Fiona closed her eyes. “Yes, my darling. I’ll tell you everything.”
And so, sitting between two graves—one of a daughter she lost, and one of a daughter she almost lost to silence—Fiona began to speak. Not of confession anymore, but of remembering. And for the first time in thirty years, the weight in her chest began to lift.
“No,” Fiona said softly. “A fisherman pulled her out. But the Elena who came back was a ghost. She stopped speaking. Stopped holding you. One morning, I found her standing by the window, staring at nothing. She whispered, ‘Mama, take her. Be her mother. I am already gone.’” mama fiona confession
“Mama Fiona,” Rosa said softly. “You’re still my mama.”
“I’m sad,” Rosa admitted. “Sad for Elena. Sad that she suffered. But angry? No.” She squeezed Fiona’s hand. “You kept a promise. You gave me a life. And you carried this alone for thirty years. That’s not a sin, Mama.
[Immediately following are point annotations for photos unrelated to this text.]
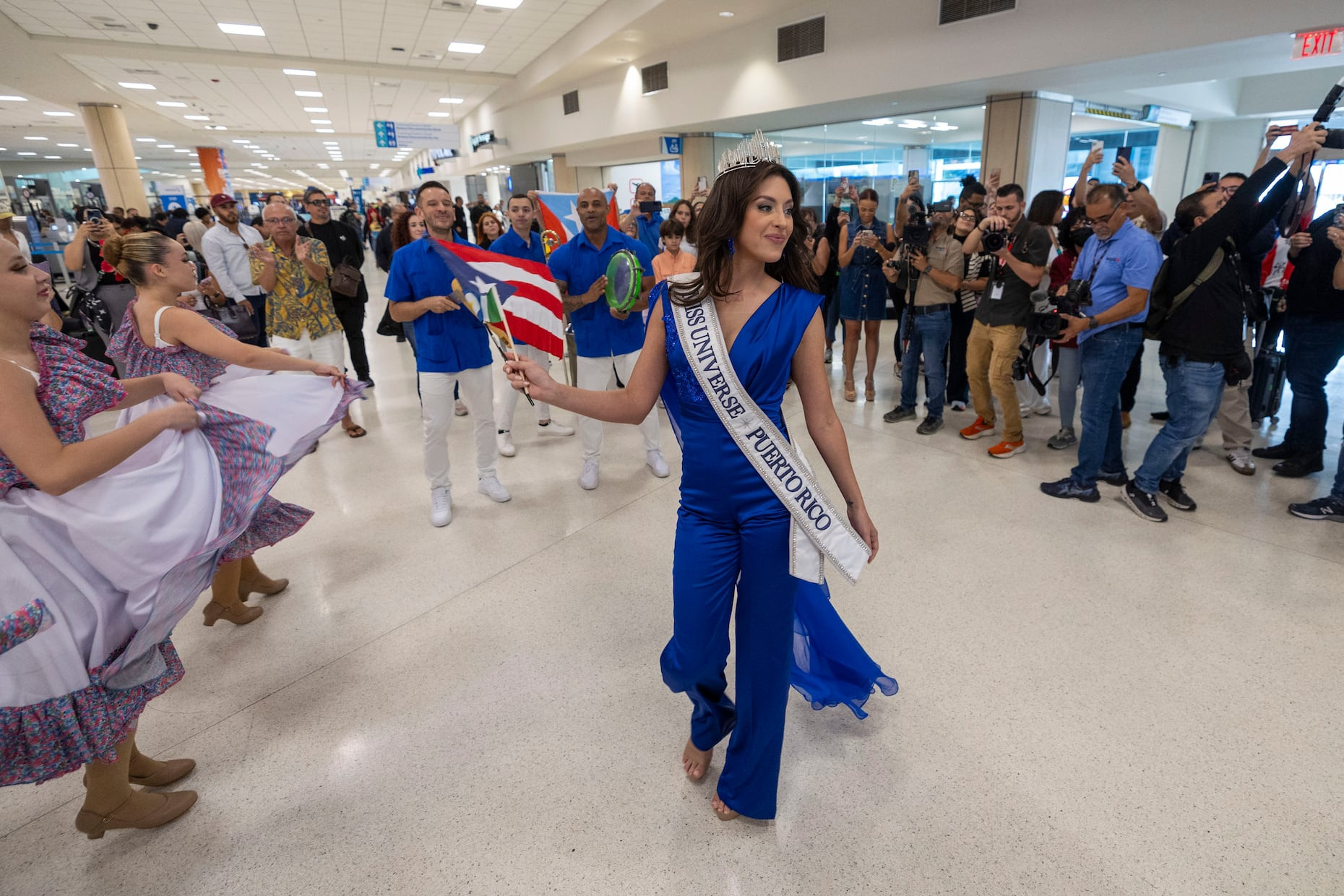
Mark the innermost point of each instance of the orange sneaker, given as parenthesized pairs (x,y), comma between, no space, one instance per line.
(1007,449)
(978,428)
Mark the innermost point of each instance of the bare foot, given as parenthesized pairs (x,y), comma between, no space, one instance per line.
(697,762)
(722,810)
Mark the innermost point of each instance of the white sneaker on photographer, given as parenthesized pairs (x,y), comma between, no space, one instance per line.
(494,489)
(440,505)
(554,428)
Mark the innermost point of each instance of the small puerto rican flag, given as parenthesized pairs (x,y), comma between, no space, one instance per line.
(526,289)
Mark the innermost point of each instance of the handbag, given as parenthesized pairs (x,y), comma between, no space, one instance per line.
(345,280)
(236,319)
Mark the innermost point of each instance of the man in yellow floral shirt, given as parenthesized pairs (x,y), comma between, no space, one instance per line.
(300,317)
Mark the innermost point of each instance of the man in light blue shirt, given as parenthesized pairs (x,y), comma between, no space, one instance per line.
(604,337)
(1119,262)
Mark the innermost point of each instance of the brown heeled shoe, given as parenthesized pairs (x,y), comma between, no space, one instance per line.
(215,611)
(267,587)
(173,806)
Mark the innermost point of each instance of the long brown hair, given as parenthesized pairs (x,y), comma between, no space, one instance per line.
(720,222)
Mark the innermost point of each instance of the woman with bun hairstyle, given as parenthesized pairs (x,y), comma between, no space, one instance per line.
(158,335)
(105,543)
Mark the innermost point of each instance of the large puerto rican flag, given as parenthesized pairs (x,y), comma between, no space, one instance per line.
(561,215)
(531,298)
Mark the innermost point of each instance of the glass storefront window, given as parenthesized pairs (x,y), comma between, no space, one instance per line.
(878,153)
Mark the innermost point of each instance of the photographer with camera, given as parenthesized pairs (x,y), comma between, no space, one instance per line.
(1198,314)
(1020,250)
(941,267)
(1105,306)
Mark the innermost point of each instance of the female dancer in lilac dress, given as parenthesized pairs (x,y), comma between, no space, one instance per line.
(105,543)
(158,335)
(733,527)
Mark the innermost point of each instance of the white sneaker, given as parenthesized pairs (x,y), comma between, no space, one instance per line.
(494,489)
(554,428)
(440,505)
(1241,461)
(587,480)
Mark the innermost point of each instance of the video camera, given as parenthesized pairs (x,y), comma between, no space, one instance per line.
(1050,324)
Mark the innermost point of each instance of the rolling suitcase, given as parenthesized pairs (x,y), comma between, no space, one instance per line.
(1267,391)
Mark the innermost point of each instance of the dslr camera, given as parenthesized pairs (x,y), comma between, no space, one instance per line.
(1050,324)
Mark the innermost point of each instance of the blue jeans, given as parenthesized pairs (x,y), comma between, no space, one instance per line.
(1103,361)
(1194,392)
(929,335)
(1314,348)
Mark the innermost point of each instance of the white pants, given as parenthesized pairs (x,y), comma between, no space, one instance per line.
(324,350)
(437,415)
(507,400)
(595,374)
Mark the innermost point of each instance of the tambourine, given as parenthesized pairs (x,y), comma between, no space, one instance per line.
(624,278)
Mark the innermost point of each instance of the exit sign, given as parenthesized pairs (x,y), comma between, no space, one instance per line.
(1319,43)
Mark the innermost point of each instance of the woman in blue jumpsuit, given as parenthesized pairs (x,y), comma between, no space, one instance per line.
(733,533)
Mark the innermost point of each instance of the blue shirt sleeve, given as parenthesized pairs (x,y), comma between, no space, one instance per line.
(398,283)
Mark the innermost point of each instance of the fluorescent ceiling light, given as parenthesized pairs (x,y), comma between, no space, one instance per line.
(251,31)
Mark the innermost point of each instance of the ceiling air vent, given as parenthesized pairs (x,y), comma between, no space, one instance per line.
(655,78)
(952,11)
(803,39)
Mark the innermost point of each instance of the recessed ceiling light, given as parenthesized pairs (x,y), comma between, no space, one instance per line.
(251,31)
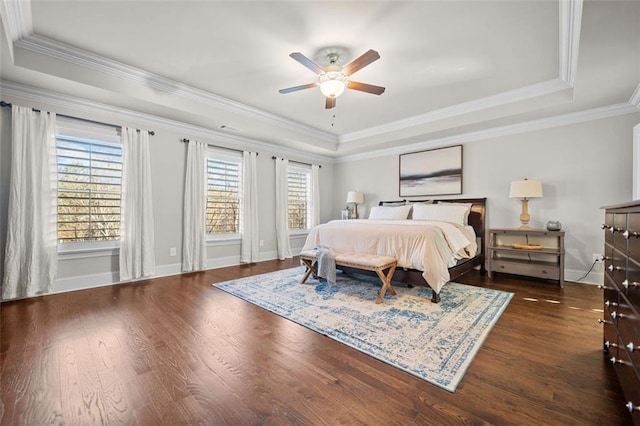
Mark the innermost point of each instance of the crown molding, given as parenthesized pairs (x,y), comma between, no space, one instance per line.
(16,19)
(570,25)
(61,51)
(635,97)
(512,129)
(570,21)
(493,101)
(98,111)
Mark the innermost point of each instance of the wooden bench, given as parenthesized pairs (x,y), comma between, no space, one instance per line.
(367,262)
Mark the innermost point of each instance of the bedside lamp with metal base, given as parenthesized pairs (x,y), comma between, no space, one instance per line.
(355,198)
(525,189)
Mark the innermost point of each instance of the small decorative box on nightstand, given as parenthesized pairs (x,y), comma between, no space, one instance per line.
(533,252)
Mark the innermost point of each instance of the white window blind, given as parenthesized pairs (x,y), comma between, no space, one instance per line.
(299,200)
(224,174)
(89,189)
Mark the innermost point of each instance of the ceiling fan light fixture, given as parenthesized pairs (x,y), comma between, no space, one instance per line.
(332,83)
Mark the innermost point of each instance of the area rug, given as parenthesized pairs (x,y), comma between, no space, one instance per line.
(435,342)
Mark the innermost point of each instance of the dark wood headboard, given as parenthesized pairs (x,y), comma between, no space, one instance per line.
(477,217)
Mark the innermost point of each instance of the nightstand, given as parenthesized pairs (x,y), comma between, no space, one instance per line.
(546,262)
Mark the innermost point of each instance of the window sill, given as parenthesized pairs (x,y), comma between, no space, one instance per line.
(223,241)
(87,252)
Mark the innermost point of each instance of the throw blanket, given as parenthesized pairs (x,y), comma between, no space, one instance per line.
(428,246)
(326,263)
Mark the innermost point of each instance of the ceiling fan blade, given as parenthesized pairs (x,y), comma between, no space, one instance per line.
(330,103)
(361,62)
(307,62)
(364,87)
(296,88)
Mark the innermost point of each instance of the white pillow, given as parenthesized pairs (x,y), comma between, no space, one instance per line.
(467,205)
(442,212)
(389,213)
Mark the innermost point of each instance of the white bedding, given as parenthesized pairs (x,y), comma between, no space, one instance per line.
(428,246)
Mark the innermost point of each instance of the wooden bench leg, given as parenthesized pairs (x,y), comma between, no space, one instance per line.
(386,283)
(311,268)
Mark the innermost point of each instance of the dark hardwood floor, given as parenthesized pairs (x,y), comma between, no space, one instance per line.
(175,350)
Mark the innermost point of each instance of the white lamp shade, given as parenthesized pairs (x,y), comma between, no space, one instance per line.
(355,197)
(525,189)
(332,88)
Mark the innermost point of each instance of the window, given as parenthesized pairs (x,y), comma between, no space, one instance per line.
(89,189)
(299,202)
(224,177)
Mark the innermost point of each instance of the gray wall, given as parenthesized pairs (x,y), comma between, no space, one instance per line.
(168,161)
(582,168)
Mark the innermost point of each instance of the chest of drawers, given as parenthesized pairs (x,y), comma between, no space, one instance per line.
(621,322)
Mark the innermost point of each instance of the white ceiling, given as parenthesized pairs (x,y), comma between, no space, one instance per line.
(449,68)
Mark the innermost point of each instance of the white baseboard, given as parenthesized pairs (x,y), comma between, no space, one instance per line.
(84,282)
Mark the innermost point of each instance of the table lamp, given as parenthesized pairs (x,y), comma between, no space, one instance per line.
(355,198)
(525,189)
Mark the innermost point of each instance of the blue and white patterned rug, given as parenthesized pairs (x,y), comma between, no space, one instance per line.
(435,342)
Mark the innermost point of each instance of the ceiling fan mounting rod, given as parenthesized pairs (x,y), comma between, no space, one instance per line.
(333,58)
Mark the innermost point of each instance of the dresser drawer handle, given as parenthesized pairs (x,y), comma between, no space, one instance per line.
(632,407)
(618,361)
(615,315)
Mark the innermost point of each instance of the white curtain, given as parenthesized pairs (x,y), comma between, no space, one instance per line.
(315,196)
(249,247)
(282,214)
(31,255)
(194,233)
(137,249)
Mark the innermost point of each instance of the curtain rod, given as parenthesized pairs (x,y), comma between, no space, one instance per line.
(185,140)
(6,104)
(299,162)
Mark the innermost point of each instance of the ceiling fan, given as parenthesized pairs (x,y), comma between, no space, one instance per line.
(333,78)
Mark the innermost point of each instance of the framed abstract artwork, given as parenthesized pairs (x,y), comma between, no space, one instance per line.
(432,172)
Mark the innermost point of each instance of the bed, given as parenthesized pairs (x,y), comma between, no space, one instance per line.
(416,244)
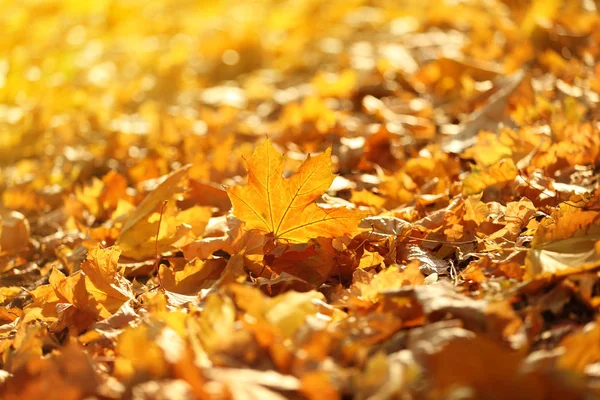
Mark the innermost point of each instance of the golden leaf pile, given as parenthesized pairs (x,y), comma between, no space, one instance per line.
(299,199)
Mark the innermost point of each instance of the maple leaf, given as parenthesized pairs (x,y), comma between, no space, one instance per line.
(285,207)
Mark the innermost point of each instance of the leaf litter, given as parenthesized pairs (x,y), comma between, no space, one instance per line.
(221,201)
That’s love.” Fiona closed her eyes
Fiona wiped her nose with the back of her hand. “So I did. I told everyone you were mine—a late miracle. I cut my hair, changed my clothes, pretended I had been pregnant in secret. Elena stayed in the back room. She lived three more years, silent as a shadow. Then one night, she simply didn’t wake up. The doctor said her heart gave out. But I think her heart gave out the night she tried to leave you.”
Fiona didn’t turn around. Her hand trembled as she touched Elena’s stone. “Because I have carried this secret longer than I carried you in my womb, Rosa. And I cannot die with it still inside me.” Not of confession anymore, but of remembering
Rosa felt her throat close. “She drowned?”